Blue says we need to "love [our] children equally and, as such, treat them uniquely."
Now, that's tough! (Tougher for some than for others.)
I was talking with my dad a week or so ago and he said he found the idea of even attempting to differentiate among his six children overwhelming. I mean, he knows we are different. He knows I have absolutely no need for any portion of his estate, whereas others of my five brothers and sisters are not so well off. He knows that some of us are quite capable of taking care of ourselves, whereas others . . . aren't.
But trying to figure these things out--or even talking about them with his children--seems "just" too difficult.
Blue offers a scenario. I'm not going to get the details all right. But the general picture is what matters:
Question: Are you going to treat them all the same in your will? You know: being fair and all. . . .Suppose you have three children, Blue suggests.
- The oldest, a daughter, is married, professes faith in Christ, lives in the "right" neighborhood, goes to the "right" church, wears--and makes sure her husband and children all wear--the "right" clothes. She and her husband are members of all the "right" clubs and organizations. . . .

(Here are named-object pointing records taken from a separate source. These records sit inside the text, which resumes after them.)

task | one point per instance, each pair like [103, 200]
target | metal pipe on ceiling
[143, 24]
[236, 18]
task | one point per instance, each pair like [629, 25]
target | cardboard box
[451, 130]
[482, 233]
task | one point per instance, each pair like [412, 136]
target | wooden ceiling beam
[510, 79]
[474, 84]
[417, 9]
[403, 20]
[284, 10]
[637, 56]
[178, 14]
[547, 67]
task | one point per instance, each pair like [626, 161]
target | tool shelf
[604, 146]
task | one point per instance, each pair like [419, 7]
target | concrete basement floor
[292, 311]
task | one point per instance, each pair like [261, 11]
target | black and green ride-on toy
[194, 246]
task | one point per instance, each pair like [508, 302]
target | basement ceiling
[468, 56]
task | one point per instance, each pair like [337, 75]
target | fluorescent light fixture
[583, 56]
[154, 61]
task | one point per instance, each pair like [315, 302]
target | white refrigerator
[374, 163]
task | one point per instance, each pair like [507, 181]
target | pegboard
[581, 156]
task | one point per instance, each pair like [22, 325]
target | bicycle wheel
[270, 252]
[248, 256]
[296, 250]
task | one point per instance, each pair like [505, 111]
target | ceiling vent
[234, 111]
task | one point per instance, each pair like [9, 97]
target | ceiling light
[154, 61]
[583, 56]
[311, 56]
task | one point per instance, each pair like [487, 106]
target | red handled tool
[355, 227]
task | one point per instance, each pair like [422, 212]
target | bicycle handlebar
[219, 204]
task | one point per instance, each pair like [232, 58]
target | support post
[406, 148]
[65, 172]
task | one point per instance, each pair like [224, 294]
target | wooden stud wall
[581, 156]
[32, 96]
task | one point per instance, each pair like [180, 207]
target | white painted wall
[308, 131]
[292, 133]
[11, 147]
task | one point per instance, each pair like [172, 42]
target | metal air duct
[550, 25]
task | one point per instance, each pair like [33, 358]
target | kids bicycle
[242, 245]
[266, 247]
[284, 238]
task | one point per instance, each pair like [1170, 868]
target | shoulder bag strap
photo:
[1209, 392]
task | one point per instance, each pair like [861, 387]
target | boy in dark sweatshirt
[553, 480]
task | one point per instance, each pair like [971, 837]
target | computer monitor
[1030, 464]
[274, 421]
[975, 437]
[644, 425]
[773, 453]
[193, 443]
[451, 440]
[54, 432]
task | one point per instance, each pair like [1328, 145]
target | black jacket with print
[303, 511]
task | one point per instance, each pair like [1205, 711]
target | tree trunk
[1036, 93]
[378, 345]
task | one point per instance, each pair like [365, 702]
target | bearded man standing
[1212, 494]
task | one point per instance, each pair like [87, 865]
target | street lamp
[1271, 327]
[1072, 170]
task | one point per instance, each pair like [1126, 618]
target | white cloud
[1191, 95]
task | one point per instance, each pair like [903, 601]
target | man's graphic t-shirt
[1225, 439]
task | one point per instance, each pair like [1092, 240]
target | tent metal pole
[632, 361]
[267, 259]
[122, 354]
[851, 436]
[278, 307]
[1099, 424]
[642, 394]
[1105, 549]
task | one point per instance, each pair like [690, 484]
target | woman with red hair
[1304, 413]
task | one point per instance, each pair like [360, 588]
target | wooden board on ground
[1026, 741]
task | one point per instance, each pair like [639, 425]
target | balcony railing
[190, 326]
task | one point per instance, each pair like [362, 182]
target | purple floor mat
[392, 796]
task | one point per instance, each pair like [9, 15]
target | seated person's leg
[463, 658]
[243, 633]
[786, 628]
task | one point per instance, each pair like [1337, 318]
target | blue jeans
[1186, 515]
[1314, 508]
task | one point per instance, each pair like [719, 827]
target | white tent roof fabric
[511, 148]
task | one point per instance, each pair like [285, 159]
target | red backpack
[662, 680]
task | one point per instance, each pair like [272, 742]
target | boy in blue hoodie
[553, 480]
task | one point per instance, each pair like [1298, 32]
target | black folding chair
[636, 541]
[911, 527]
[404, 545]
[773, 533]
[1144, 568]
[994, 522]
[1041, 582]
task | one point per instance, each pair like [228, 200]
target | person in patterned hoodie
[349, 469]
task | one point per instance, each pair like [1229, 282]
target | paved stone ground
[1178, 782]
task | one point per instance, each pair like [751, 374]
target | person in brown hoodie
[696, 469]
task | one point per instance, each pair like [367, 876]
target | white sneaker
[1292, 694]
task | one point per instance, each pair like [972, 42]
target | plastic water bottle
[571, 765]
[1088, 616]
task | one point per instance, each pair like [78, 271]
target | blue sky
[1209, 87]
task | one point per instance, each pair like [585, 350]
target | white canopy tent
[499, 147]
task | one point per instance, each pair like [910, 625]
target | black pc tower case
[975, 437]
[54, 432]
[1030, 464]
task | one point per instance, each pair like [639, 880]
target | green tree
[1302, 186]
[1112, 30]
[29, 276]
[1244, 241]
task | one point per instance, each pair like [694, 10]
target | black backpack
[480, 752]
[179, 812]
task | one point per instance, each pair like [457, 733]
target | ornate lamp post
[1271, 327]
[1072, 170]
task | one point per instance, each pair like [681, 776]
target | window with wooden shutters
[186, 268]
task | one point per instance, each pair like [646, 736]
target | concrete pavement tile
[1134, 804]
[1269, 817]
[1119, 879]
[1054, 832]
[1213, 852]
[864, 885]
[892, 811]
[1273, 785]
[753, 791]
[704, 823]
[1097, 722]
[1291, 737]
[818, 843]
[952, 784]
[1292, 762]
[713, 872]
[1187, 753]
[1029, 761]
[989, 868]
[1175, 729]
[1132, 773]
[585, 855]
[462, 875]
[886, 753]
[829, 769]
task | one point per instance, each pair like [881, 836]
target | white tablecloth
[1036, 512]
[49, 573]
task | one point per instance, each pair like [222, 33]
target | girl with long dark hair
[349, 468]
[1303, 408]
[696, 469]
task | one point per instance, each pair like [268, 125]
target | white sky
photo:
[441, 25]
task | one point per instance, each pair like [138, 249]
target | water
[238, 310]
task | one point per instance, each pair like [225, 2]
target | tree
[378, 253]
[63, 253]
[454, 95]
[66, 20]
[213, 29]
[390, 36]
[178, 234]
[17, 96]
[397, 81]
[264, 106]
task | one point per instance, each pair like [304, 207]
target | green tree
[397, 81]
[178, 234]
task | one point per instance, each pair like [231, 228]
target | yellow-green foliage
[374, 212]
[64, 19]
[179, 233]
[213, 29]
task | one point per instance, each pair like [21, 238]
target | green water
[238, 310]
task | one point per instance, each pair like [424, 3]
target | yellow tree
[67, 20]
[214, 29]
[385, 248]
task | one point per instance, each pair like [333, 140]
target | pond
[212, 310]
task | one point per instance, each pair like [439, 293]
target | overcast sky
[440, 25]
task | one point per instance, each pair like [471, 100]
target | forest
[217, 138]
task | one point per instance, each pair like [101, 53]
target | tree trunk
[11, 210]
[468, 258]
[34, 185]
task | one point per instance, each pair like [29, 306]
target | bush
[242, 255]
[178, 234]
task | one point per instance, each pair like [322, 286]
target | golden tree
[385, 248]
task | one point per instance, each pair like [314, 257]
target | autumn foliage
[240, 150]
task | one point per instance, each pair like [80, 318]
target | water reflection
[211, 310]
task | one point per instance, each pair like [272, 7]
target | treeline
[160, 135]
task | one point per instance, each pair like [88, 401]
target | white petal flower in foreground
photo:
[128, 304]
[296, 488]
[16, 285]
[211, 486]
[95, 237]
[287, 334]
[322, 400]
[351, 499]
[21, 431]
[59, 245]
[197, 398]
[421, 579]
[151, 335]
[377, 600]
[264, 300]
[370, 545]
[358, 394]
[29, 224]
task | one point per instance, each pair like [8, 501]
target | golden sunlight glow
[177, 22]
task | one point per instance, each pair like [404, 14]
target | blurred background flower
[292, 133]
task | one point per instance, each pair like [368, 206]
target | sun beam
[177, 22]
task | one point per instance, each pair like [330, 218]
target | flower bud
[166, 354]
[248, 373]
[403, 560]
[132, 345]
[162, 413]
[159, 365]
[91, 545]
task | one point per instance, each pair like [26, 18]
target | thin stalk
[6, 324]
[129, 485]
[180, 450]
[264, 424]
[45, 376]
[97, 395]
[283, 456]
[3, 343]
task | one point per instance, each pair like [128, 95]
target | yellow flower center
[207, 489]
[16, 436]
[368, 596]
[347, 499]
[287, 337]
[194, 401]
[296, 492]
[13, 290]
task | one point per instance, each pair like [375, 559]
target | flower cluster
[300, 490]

- Number two, a son, is married and has children. Their family, members of a "faith" mission in which financial support is spotty, bumps along just above the poverty line. But they are joyful in their service in the inner city. . . .
- Number three child is also a son. At this time, he shows no inclination to serve Jesus. In fact, he's been to prison on a drugs charge. He has had several unbelievable business opportunities which, somehow, in every case, he has squandered. At this point in his life, he spends most of his time watching TV and playing video games. . . .
Blue suggests--and I absolutely agree: no, you ought not to treat them all the equally! Love them all equally? Yes. Treat them all equally? No way!
But this is hard work.
I have determined that, God helping me, I will do that hard work in behalf of my children.
Well. And then there is this matter of a living will.
Our attorney, knowing of our Christian commitment, urged Sarita and me to sign some kind of--I'm not sure if it was a DNR/Do Not Resuscitate order, but--some kind of Living Will document that provided for less strenuous efforts than might otherwise be made. "After all," he said, "you know where you are going, and it is a Better Place."
I believe that. I don't believe This World is All There Is. So I have no strong motivation for clinging to this life beyond reason. Yet there is a purpose to life! There is a reason to keep living. At least, to some degree.
My brother, Pete, who was dead and yet is now alive: Pete says that, while he was dead, he [I'm not sure if he has said he met Jesus; but . . . ] . . . he saw that he has a strong hope for a much better/more beautiful "tomorrow"--after death. Yet he is glad he is alive. And I am glad he is alive. He has a reason for living on this earth today. He has things to do, promises to keep.
So how shall I write my living will?
I have some tough decisions ahead of me!